A Texas Ranger’s handgun design started us on the path.
- Written by G. Daniel DeWeese
- Published June 12, 2012
The desperate clash between 14 Texas Rangers led by John Coffee Hays and 70 or more Comanches in the Texas Hill Country in June 1844 left 23 Comanches dead on the ground—including their chief, Yellow Wolf—and another 30 wounded.
The Rangers suffered one killed and four wounded. The Battle of Walker Creek lionized the Rangers and established the usefulness of repeating pistols in close combat.
Walker Creek also set the stage for a classic American fashion accessory.
Among the wounded in that battle was a young Ranger named Samuel Walker. On recovery, Walker joined the U.S. Army and met with industrialist Samuel Colt to help persuade the Army to buy Colt’s repeating pistol. During this relationship, Walker suggested changes to the design of the popular Colt Paterson that made the weapon easier and faster to reload. The 1847 single action revolver became known as the Walker Colt. The improvements also increased the weight of the fully-loaded gun to nearly five pounds.
The six-gun’s heft made impractical the common practice of stuffing a pistol into the waistband of the bearer’s pants, or into a cloth sash tied around the waist or hips meant to secure pistols, knives and other means of self-defense. Belts were not in common use at the time as pants were high-waisted and tightened with a cinch at the back, or supported with suspenders over the wearer’s shoulders. Thus, these Colts were carried in holsters mounted on saddles.
With Colt’s introduction of the roughly half-pound lighter Dragoons the next year, it was natural that someone would light on the idea of crafting a leather scabbard for it because the revolver was light enough to carry on his side without pulling down his pants. Even so, most people stuck their pistols in their waistbands as late as the 1870s.
The gun belts and holsters that came out in the mid-1840s did not have cartridge loops because the guns were all cap and balls. Early cartridge belts in the 1870s-1880s used what came to be known as the Ranger style, with shorter, narrower and more flexible billet straps sewn onto the wider cinch strap (similar to cinch straps on Western saddles). The billets also extended the useful life of the gun belt as the straps were easy to replace when the leather wore out from repeated bending and twisting. This new gun belt became an integral part of the unofficial “uniform” of Texas Rangers and, later on, lawmen, outlaws and other gunslingers throughout the old West—and in Hollywood movies.
The Ranger trouser belt probably did not turn up until the 1920s when the waistlines on men’s pants began to go south and belts became both necessary and fashionable.
Western belts have traditionally been wider and heavier than most fashion belts—and made from saddle leather.

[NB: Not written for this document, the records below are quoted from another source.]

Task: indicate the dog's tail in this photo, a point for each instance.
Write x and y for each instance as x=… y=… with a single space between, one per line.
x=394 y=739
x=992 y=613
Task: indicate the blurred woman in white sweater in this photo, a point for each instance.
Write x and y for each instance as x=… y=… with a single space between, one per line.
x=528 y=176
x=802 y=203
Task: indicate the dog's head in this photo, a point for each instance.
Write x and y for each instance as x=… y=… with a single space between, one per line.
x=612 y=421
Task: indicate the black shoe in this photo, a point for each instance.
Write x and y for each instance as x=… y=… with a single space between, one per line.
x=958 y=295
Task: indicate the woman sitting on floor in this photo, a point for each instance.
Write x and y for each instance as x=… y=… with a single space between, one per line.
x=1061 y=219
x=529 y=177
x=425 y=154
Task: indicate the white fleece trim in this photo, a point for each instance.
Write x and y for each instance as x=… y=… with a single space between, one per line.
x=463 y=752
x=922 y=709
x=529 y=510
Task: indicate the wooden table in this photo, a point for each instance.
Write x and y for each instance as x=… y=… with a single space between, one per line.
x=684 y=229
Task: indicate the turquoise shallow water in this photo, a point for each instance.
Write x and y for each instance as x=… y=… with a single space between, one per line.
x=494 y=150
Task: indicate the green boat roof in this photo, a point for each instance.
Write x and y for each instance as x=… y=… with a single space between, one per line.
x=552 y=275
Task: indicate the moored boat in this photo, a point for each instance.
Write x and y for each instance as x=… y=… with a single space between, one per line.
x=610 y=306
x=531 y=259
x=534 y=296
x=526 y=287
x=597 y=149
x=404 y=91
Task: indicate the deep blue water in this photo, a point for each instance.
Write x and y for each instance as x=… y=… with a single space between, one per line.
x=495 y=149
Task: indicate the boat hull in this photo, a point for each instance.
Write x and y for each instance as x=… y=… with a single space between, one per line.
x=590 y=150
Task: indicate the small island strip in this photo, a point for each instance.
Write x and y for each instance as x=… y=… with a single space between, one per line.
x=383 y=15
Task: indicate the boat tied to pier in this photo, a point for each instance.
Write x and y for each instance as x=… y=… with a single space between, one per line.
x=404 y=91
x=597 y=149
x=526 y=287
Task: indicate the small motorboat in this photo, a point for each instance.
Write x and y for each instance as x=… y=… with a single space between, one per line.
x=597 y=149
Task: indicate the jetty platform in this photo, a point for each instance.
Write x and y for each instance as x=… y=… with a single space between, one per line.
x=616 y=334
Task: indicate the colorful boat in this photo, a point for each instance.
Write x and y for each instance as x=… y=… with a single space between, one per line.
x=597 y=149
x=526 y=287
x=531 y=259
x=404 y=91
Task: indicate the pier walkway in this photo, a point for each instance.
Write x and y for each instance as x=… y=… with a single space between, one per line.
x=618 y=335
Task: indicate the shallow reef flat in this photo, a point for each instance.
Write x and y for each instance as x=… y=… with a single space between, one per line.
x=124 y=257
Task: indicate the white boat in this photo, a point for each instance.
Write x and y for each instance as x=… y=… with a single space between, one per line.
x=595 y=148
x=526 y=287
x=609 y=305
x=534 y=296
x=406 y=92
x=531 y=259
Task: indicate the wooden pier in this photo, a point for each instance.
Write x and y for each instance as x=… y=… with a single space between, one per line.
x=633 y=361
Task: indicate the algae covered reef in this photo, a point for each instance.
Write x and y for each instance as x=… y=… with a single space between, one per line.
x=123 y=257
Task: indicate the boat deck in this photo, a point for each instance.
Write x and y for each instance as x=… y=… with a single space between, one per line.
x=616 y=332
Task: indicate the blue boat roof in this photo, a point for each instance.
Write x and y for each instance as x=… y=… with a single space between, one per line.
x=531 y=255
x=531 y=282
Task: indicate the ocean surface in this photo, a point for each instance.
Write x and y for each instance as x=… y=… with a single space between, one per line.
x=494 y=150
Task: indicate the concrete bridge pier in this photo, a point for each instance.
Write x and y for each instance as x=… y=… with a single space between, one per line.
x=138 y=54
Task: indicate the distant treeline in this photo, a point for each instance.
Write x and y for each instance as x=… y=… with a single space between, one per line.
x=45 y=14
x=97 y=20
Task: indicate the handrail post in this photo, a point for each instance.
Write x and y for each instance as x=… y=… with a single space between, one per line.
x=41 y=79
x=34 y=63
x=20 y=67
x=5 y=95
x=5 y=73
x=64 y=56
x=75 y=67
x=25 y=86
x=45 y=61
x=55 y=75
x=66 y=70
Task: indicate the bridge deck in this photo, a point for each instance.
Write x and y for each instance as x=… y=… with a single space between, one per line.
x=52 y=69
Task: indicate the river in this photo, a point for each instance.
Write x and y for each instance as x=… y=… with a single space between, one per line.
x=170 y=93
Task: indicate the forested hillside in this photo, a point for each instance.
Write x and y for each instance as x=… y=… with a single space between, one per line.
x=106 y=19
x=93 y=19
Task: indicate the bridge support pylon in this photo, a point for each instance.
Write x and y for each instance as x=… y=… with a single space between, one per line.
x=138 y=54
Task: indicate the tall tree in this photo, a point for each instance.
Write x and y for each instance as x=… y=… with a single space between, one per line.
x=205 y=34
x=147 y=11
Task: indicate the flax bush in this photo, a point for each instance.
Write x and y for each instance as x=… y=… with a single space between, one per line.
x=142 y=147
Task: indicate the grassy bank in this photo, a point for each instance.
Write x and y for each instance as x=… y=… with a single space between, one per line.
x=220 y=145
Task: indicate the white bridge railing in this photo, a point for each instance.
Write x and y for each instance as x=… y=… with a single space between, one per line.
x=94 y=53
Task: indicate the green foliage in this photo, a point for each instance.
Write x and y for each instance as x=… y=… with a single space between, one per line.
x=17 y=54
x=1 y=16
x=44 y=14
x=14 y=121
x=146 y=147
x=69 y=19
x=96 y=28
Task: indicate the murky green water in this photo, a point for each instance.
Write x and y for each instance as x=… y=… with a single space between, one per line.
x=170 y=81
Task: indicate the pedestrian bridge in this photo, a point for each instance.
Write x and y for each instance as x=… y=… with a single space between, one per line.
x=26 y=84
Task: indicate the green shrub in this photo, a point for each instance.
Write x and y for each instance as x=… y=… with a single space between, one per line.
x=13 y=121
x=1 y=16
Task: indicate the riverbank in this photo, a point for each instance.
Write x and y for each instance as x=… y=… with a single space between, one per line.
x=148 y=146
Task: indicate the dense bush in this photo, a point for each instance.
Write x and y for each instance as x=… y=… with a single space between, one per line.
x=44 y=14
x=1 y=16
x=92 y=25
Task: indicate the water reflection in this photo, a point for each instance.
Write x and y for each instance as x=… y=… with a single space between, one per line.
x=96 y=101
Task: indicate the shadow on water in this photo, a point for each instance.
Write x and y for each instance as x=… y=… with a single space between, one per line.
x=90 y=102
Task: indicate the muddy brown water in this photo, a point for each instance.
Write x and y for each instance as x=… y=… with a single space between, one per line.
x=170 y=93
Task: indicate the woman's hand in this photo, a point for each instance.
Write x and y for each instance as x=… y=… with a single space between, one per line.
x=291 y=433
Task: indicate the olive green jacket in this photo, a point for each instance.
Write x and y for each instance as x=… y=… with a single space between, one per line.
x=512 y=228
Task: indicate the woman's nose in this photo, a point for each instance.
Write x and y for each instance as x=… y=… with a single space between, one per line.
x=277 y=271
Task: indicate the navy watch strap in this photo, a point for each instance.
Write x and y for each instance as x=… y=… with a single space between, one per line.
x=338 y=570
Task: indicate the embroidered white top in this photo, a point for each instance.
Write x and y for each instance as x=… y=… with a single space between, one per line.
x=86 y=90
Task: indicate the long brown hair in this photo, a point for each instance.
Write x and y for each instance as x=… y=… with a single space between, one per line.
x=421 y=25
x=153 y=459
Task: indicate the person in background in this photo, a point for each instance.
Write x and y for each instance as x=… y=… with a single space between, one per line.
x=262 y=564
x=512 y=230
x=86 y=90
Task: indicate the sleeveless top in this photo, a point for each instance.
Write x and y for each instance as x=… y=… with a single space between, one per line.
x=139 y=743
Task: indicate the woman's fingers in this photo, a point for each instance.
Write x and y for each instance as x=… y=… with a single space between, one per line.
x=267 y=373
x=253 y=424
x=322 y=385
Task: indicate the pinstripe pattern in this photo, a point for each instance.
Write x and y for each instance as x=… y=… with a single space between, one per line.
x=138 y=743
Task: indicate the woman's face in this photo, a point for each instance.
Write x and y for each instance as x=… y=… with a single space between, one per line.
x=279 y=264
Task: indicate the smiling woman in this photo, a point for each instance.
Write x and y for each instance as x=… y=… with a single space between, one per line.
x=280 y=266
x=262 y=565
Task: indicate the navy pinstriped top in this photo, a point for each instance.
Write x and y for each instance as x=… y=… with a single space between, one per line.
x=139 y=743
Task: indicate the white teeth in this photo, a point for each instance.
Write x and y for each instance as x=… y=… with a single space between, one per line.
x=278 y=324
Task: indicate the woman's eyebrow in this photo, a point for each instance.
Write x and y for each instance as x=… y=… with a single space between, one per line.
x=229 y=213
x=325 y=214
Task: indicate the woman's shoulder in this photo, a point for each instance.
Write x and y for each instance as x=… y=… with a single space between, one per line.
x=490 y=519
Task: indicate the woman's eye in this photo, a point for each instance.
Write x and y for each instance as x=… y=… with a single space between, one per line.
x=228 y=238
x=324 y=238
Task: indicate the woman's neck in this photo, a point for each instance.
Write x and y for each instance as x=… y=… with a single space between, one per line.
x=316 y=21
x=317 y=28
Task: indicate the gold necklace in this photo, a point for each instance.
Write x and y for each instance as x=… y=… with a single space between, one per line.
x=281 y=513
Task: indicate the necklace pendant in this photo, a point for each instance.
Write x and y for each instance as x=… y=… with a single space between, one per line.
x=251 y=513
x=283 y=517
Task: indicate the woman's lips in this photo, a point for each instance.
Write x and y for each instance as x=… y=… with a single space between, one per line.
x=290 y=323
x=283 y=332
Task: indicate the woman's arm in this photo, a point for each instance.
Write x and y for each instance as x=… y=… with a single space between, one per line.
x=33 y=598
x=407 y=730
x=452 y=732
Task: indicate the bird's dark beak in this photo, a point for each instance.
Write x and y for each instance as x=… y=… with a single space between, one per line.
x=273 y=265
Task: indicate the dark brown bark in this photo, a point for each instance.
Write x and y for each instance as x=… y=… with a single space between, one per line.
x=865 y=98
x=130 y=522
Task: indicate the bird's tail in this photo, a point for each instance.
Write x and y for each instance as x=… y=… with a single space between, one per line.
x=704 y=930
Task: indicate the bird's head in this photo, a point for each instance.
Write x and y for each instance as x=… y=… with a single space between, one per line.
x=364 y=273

The widest belts often feature the same tooling and stamped designs seen on saddles. A saddle maker probably designed the narrower, holster-less version of the Ranger gun belt. That Ranger belt became a classic piece of Americana and the perfect platform for three-piece buckle sets. Today’s popular tapered belt style is likely based on the Ranger belt design.
G. Daniel DeWeese coauthored the book Western Shirts: A Classic American Fashion and has written about Western apparel for more than 25 years. Firearms Editor Phil Spangenberger contributed to this article.